The supply of Ether has experienced a significant decrease since the historic Shanghai upgrade of the Ethereum (ETH) network. This decline has been observed since September of last year, with more than 309,500 coins being burned. According to data from Ultra Sound Money, approximately 1.195 million ETH have been burned since the transition to the Proof of Stake consensus on September 15, 2022. The burn rate has outpaced new Ether issuance by about 30%, with the network issuing around 885,000 ETH as staking rewards during the same period.
The Impact of the Shanghai Upgrade
Following the Shanghai upgrade, Ethereum’s current supply is now 56,000 ETH lower than its recent peak of around 120.27 million on October 31. This represents an 18% reduction in Ethereum’s supply since the upgrade took place over the past six weeks. The recent increase in burned ETH can be attributed to the growing adoption of trading bots, which has led to increased on-chain trading. Uniswap transactions have contributed the most to the burned ETH in the last 30 days, accounting for approximately 10% of the total ETH destroyed. Prominent public trading bots like Maestro and Banana Gun have also been among the top burning entities on the network, collectively burning around 9% of the ETH removed from circulation in the past month.

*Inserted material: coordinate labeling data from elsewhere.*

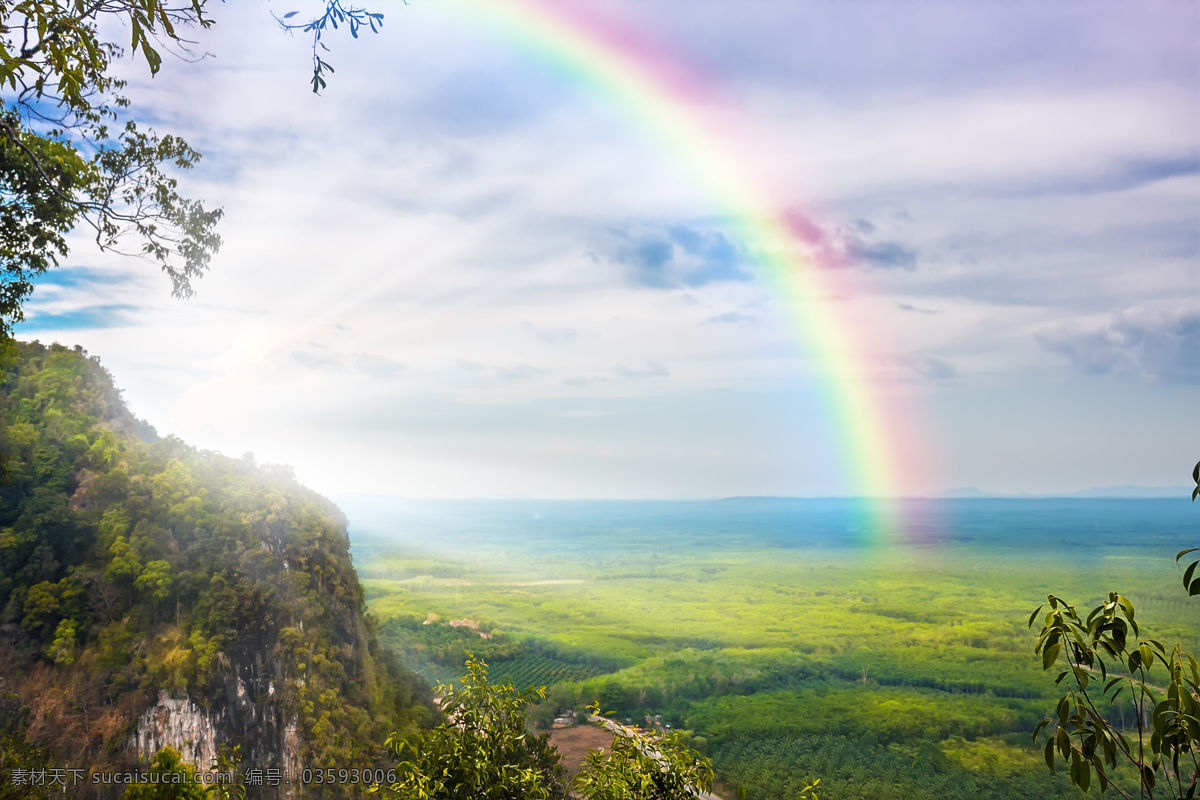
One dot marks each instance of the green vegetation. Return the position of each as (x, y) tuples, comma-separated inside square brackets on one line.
[(906, 672), (1102, 657), (130, 567)]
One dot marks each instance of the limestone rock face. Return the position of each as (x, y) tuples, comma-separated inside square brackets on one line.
[(179, 723)]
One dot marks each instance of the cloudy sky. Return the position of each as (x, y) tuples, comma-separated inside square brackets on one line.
[(471, 270)]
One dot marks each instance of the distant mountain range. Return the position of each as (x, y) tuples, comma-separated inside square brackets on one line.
[(1127, 492)]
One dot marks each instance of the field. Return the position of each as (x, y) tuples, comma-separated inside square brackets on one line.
[(781, 633)]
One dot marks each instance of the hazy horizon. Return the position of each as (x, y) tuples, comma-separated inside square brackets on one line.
[(474, 266)]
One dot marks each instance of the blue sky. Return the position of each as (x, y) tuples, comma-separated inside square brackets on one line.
[(460, 272)]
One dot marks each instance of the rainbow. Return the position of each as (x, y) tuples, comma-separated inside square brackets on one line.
[(667, 101)]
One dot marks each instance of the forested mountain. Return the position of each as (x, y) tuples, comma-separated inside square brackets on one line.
[(153, 594)]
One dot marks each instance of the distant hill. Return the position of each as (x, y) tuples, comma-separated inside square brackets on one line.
[(153, 594), (1116, 492)]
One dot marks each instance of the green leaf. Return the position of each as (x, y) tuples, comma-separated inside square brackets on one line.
[(1035, 614), (1050, 655), (1189, 572)]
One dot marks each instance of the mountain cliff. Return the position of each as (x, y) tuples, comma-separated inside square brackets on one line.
[(153, 594)]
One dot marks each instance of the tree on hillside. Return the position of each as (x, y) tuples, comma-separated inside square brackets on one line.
[(1102, 657), (485, 751), (71, 154)]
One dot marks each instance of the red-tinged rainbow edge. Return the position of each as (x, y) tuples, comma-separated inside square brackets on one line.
[(683, 110)]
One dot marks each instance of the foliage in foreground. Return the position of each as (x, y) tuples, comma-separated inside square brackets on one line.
[(72, 152), (485, 751), (1102, 656)]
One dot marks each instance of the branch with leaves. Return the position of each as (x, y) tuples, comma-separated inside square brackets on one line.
[(1101, 657), (335, 16)]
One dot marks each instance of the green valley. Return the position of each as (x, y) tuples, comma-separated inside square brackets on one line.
[(888, 672)]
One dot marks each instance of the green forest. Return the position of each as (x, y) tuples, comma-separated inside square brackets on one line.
[(906, 673), (132, 565)]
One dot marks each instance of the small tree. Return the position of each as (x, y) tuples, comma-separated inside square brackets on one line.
[(483, 751), (1102, 656)]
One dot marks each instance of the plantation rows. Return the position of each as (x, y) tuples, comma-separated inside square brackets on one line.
[(537, 671)]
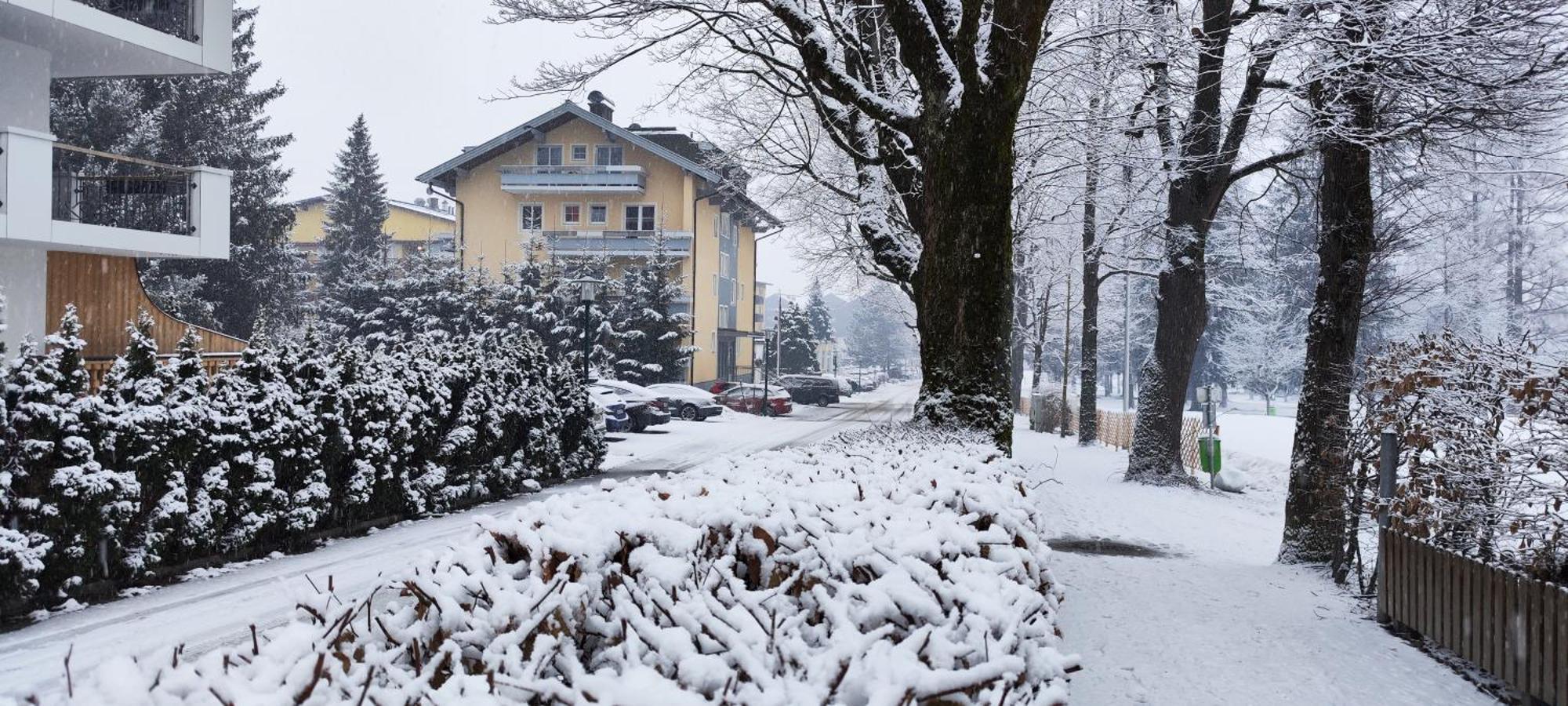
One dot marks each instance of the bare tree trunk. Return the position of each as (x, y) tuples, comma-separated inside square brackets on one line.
[(964, 289), (1089, 351), (1315, 512), (1042, 327), (1022, 294)]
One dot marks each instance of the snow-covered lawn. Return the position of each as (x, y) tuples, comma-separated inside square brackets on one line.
[(887, 567), (219, 611), (1216, 622)]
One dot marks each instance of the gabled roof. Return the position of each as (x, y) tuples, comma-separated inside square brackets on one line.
[(445, 175)]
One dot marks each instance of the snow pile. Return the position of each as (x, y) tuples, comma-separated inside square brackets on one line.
[(885, 567)]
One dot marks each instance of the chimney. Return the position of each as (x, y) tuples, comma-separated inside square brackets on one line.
[(601, 106)]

“The Shanghai upgrade aimed to make Ethereum a deflationary network by replacing Proof of Work miners and revamping its tokenomics. The upgrade resulted in a significant reduction in new Ether issuance, making the network deflationary through the burning of base transaction fees,” said [author name].
Since the Shanghai upgrade, Ethereum has demonstrated deflationary behavior, with the supply peaking at nearly 120.534 million ETH three weeks later. The burn rate has continued to accelerate, resulting in a decrease of approximately 276,500 ETH between February 1 and June 8 of this year. Although the burn rate has slowed down in the third quarter, the supply of ETH has continued to decrease, reaching a post-merge low of around 120.2 million ETH on August 31. This effectively offsets inflation by 307,370 ETH.

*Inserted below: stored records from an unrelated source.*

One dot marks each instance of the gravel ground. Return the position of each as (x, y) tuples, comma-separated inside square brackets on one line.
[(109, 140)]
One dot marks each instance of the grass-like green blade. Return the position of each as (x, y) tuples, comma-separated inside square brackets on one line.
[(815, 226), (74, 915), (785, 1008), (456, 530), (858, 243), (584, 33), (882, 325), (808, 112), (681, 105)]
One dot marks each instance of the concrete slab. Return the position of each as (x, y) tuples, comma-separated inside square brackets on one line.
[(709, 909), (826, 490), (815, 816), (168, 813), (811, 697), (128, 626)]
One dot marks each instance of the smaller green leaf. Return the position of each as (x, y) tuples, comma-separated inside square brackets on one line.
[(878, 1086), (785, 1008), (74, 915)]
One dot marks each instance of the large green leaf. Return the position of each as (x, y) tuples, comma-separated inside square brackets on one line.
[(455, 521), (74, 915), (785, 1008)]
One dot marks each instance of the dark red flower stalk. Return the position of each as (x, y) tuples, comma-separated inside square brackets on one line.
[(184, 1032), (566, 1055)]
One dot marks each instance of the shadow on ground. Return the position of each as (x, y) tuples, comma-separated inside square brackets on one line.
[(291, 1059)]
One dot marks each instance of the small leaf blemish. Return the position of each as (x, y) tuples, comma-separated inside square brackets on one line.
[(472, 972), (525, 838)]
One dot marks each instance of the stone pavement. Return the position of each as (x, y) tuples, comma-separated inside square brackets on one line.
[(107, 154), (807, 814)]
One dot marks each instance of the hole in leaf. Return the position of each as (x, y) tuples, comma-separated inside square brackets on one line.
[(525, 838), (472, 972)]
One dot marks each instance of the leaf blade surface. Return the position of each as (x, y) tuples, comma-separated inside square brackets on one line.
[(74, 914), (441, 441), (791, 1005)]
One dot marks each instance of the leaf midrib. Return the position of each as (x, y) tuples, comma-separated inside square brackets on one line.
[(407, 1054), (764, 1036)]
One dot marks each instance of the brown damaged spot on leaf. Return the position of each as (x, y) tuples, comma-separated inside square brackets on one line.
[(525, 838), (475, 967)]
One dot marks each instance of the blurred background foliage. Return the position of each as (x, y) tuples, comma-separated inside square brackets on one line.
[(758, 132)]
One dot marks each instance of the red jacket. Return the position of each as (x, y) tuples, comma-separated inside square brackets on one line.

In September and October, the supply of Ether turned inflationary for the first time in 2023, with approximately 53,700 coins added to ETH’s supply. However, Ethereum’s on-chain activity experienced a resurgence in November, driven by bullish market conditions, resulting in a significant acceleration in the burn rate.
The Impact on DeFi and Altcoins
As a result of the recent bull run, there has been an increase in DeFi volumes, including the rapid movement of institutional funds into digital asset products. Total value locked (TVL) across DeFi platforms has surged 11% in the past 30 days, with Solana (SOL) registering a 56% increase. Solana has been described as an institutional investor favorite this year, with record inflows even when altcoin figures were at a record low. Ethereum, the leader among altcoins, also experienced an increase in institutional inflow as its asset price broke through the $2,000 mark. Optimism and Avalanche also recorded gains in DeFi TVL of 17% and 16%, respectively. Additionally, NFT volumes have seen a turnaround, with a 200% growth to $0.91 billion last month.

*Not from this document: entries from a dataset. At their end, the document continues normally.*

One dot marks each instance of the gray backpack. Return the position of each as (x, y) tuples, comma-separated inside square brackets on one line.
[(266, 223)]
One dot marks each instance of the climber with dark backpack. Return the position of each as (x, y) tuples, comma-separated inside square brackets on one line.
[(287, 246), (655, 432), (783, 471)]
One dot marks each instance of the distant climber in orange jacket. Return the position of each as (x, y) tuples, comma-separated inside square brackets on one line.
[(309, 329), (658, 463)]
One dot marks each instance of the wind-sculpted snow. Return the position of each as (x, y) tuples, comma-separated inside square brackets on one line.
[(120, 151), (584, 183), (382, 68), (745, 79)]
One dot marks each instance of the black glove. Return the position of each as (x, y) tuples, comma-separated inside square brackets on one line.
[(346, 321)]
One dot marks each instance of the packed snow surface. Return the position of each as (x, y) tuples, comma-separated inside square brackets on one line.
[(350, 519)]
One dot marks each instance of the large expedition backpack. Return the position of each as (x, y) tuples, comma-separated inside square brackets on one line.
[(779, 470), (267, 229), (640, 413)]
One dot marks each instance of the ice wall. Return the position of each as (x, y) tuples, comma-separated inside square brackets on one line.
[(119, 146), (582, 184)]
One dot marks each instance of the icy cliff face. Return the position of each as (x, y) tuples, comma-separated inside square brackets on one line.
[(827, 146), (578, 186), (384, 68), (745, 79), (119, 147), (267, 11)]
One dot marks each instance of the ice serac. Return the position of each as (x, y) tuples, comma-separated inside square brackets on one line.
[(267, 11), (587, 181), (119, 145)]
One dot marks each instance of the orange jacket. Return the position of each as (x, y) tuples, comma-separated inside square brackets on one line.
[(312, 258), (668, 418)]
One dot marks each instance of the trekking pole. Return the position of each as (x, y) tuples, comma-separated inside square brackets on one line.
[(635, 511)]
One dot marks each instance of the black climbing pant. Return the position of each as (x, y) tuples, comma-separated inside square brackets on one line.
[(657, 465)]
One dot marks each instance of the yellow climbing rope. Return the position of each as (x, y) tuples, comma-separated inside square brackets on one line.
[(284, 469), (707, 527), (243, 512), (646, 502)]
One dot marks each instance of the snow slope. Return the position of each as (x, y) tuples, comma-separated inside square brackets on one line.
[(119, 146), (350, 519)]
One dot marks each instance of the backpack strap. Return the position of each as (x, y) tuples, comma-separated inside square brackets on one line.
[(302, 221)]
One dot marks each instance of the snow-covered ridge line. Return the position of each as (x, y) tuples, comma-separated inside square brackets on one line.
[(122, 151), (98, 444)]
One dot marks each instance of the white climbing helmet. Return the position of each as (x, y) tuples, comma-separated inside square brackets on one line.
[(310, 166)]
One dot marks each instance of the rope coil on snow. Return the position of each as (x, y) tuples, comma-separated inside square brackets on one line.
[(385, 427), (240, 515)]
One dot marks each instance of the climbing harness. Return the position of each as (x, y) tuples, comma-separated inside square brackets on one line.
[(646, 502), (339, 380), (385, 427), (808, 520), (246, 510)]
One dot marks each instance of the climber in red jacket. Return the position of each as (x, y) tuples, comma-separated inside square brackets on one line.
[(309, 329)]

Overall, the decrease in the supply of Ether since the Shanghai upgrade has had significant implications for the Ethereum network. The adoption of trading bots and increased on-chain trading activity have contributed to the burn rate, making Ethereum a deflationary network. This has also impacted the DeFi and altcoin markets, reflecting a surge in total value locked and increased institutional inflows.